The most striking thing about the chart, usually printed in a compressed layout that veils its true structure, is the remarkable multitude of top-level city agencies. Thirty-seven independent departments and commissions are on the right branch immediately reporting to the mayor, 5 more report to the mayor nominally through the City Administrator, and 13, on the left branch of the chart, are in the mayor’s office itself, making a total of 55 essentially autonomous agencies. The 37 on the department branch all (except the Zoo) have governing commissions, the members of which are appointed by the mayor. Most of these commission appointments, in this and most administrations, are the mayor’s supporters and representatives of supporting interest groups. San Francisco’s city structure may not work from an operational standpoint, but from a political point of view, it is terrific.

The left branch holds a striking number of operating agencies — often with responsibilities that overlap those of various departments — in the mayor’s office itself. Policy-level staffers in these agencies serve at the mayor’s pleasure, outside the civil service system. These can be, and often are, places for more supporters and sons and daughters of supporters, regardless of professional skills. The Redevelopment Agency, the Port Authority, the Treasure Island Development Authority, and the Housing Authority (highlighted with a dashed-line box on the chart) similarly have flexible hiring potential outside the city’s civil service system. They are federal or state agencies, not city agencies, but the mayor appoints their commissioners, which gives him or her considerable control over agency operations. These agencies represent opportunities for patronage placements, and that has been San Francisco’s longstanding practice. In addition, spots in these federal and state agencies have often served as consolation prizes for under-performing City Hall staff people. The effect of this practice on the performance of these agencies over the years has been the subject of widespread dismay to insiders and occasional press reports. However, nothing is ever done about it.

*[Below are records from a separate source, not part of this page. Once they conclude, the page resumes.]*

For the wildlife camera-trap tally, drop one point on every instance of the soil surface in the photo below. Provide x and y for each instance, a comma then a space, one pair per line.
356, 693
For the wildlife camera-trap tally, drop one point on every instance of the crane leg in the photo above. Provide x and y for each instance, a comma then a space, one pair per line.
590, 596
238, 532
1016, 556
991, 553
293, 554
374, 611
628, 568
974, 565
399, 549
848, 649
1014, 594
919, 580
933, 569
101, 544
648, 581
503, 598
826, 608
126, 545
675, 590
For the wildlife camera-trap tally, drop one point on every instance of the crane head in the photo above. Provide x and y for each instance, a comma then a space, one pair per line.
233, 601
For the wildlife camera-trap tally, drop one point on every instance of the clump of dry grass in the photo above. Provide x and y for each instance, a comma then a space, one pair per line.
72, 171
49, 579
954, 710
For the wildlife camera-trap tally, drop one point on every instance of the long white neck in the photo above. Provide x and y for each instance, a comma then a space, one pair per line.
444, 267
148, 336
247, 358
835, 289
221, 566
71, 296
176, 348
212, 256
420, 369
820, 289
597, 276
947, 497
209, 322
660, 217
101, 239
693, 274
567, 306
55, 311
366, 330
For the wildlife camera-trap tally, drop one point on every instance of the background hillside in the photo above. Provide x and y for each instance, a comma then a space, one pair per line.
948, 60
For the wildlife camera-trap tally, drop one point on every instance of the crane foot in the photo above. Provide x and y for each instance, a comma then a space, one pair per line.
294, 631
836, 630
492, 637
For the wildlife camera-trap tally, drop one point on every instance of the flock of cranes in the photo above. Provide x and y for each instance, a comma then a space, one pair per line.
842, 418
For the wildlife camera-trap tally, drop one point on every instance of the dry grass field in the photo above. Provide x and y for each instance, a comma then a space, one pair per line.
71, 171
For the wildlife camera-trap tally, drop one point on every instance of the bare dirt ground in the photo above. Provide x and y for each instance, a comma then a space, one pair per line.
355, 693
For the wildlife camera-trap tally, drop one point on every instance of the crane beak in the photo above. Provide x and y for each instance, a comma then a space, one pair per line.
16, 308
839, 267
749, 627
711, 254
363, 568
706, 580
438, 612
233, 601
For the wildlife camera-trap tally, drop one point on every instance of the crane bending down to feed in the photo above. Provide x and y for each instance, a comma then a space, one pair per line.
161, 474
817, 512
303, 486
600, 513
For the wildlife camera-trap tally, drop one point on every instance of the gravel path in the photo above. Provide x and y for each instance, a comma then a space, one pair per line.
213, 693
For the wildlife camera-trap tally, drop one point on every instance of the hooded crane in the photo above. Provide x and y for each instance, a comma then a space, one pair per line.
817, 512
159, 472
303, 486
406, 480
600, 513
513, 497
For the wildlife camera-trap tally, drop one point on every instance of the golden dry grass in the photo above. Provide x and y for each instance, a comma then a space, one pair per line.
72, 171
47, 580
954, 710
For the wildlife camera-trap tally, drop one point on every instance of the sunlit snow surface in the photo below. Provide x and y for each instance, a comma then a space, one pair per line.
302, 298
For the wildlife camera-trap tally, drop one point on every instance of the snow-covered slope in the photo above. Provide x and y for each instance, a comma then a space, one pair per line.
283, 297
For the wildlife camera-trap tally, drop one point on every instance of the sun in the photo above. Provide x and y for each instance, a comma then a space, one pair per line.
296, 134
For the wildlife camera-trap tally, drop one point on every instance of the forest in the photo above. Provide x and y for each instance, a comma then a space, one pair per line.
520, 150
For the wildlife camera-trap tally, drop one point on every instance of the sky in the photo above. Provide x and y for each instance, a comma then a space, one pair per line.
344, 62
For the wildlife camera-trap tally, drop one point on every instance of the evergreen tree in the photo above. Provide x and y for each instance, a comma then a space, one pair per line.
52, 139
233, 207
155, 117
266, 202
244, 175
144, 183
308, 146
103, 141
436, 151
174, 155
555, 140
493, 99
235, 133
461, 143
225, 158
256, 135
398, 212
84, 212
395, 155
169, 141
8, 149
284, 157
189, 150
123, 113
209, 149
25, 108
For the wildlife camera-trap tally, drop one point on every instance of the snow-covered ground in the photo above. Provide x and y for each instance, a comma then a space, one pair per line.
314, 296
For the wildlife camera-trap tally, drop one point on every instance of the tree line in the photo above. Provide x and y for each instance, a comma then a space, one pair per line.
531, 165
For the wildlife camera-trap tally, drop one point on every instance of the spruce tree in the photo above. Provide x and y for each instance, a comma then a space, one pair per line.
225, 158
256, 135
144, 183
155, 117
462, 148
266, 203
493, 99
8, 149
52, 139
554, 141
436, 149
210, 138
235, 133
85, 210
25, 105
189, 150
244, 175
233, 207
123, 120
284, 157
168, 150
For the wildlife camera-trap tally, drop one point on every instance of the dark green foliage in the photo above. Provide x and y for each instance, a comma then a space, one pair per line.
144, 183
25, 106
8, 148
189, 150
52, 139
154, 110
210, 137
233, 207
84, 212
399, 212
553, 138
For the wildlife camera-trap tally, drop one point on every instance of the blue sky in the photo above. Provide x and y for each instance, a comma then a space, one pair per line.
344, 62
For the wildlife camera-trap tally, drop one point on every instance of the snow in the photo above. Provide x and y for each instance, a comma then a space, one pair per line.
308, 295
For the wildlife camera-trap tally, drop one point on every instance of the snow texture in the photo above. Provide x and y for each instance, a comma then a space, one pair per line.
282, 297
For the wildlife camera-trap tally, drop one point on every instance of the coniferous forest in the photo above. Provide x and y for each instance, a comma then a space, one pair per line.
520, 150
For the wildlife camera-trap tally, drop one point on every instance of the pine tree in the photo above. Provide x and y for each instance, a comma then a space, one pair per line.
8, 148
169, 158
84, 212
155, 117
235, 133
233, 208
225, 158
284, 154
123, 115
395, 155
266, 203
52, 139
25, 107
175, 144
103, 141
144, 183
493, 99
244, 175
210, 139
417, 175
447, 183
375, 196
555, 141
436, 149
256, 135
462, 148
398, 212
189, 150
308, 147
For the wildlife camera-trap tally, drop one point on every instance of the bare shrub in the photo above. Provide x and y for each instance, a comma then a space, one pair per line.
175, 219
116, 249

A unique feature of the current administration has been the expansion of patronage staff appointments into the departments themselves, long the purview of the civil service system. With the five-fold increase in the number of special assistants — a senior level position outside civil service — since the Jordan administration, the opportunity for patronage has increased greatly. In particular, the Solid Waste Management Program and the Airport, with its enormous public works construction, have seen numbers of staff people whose professional qualifications are not immediately obvious. Additionally, a surprising number of the department heads appointed in the current administration have little or no previous management experience in the area for which they have been given executive responsibility.

The result is that along with many well-qualified, dedicated civil servants, San Francisco employs a large number of people, particularly in more senior positions, who are simply not sufficiently skilled, experienced, or motivated to pursue improved government performance. They report to commissioners who usually have little background in the function of the agency for which they have ultimate policy authority. And no one ever asks them to make these measurable performance improvements, anyway.

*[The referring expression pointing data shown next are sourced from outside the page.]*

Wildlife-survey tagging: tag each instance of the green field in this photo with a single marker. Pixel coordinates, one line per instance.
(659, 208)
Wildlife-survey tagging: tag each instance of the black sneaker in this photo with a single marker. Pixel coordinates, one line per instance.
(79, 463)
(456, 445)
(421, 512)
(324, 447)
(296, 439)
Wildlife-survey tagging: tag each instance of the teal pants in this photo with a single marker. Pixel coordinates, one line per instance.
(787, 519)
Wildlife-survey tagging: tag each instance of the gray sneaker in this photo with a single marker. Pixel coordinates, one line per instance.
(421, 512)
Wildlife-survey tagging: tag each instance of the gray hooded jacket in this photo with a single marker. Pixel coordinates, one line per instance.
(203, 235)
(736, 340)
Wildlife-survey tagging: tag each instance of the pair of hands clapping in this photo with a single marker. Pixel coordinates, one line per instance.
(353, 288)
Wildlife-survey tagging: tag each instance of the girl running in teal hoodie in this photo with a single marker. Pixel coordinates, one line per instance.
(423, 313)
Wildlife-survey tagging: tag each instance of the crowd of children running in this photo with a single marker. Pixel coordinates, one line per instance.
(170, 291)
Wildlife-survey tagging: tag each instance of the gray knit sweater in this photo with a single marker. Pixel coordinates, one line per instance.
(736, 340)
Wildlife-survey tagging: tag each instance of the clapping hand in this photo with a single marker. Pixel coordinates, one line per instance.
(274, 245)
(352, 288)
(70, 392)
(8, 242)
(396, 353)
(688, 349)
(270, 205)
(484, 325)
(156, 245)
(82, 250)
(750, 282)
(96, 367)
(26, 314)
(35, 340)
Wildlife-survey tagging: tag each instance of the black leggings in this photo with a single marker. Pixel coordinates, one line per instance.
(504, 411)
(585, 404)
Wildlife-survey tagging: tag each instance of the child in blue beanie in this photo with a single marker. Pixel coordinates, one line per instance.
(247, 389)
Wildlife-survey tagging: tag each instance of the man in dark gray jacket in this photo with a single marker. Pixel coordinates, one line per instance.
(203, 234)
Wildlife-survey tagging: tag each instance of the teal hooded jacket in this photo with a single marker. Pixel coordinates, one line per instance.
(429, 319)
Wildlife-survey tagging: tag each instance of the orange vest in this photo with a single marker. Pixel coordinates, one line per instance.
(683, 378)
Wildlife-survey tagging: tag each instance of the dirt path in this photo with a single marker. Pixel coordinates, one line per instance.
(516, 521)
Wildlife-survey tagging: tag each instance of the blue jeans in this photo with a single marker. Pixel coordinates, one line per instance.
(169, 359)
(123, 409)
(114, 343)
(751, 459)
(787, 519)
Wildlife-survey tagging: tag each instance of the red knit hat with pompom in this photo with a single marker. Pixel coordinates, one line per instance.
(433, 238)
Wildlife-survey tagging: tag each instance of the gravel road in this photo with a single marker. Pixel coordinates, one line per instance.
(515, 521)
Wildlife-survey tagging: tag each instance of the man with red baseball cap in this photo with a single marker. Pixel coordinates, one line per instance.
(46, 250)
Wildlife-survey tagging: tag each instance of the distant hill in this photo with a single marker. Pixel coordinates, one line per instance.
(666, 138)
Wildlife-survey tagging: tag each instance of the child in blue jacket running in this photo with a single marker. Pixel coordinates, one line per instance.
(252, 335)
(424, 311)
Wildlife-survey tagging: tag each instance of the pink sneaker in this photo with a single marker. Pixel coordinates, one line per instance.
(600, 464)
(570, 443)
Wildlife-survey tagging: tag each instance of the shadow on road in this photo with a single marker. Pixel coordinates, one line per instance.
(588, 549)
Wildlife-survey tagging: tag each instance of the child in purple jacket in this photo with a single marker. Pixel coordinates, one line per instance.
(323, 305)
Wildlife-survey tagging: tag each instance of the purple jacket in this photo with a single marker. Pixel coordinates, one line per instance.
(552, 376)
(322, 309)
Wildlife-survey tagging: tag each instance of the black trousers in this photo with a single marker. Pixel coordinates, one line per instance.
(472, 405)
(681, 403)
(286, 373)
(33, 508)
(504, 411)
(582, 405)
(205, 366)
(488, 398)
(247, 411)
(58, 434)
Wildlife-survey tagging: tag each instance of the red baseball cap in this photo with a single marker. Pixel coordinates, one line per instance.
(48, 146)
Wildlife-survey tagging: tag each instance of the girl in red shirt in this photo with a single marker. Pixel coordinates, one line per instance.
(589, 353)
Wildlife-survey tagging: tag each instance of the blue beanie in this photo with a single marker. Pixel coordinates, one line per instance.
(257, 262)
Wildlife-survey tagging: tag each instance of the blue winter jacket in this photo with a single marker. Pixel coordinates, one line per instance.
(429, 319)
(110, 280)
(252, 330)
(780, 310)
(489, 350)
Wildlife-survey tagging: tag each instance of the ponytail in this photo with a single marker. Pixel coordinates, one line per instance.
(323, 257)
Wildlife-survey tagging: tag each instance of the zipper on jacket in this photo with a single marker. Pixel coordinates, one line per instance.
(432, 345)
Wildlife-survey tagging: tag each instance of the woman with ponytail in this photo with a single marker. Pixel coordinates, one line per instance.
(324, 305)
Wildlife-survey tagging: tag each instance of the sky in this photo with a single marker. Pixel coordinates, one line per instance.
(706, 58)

With this understanding, San Francisco’s failure to pursue management reform; its inadequate human resources support; its limited, scattershot approach to providing public information and responding to the concerns of the public; its lack of innovation and transparency in handling contracts and purchasing; and its failure to implement local sustainable development planning become less surprising.

San Francisco clearly has reached a point at which it must embrace fundamental government reform if it is even to begin the difficult task of bringing its management systems into the modern era. The responsibility for managing government operations rests solely with the office of the mayor. However, experience has shown this administration to be highly unlikely to embrace a reform agenda. On the contrary, in recent years the city has gone in precisely the wrong direction.

Given these circumstances, reform must come from public outrage, from the Board of Supervisors and the ballot.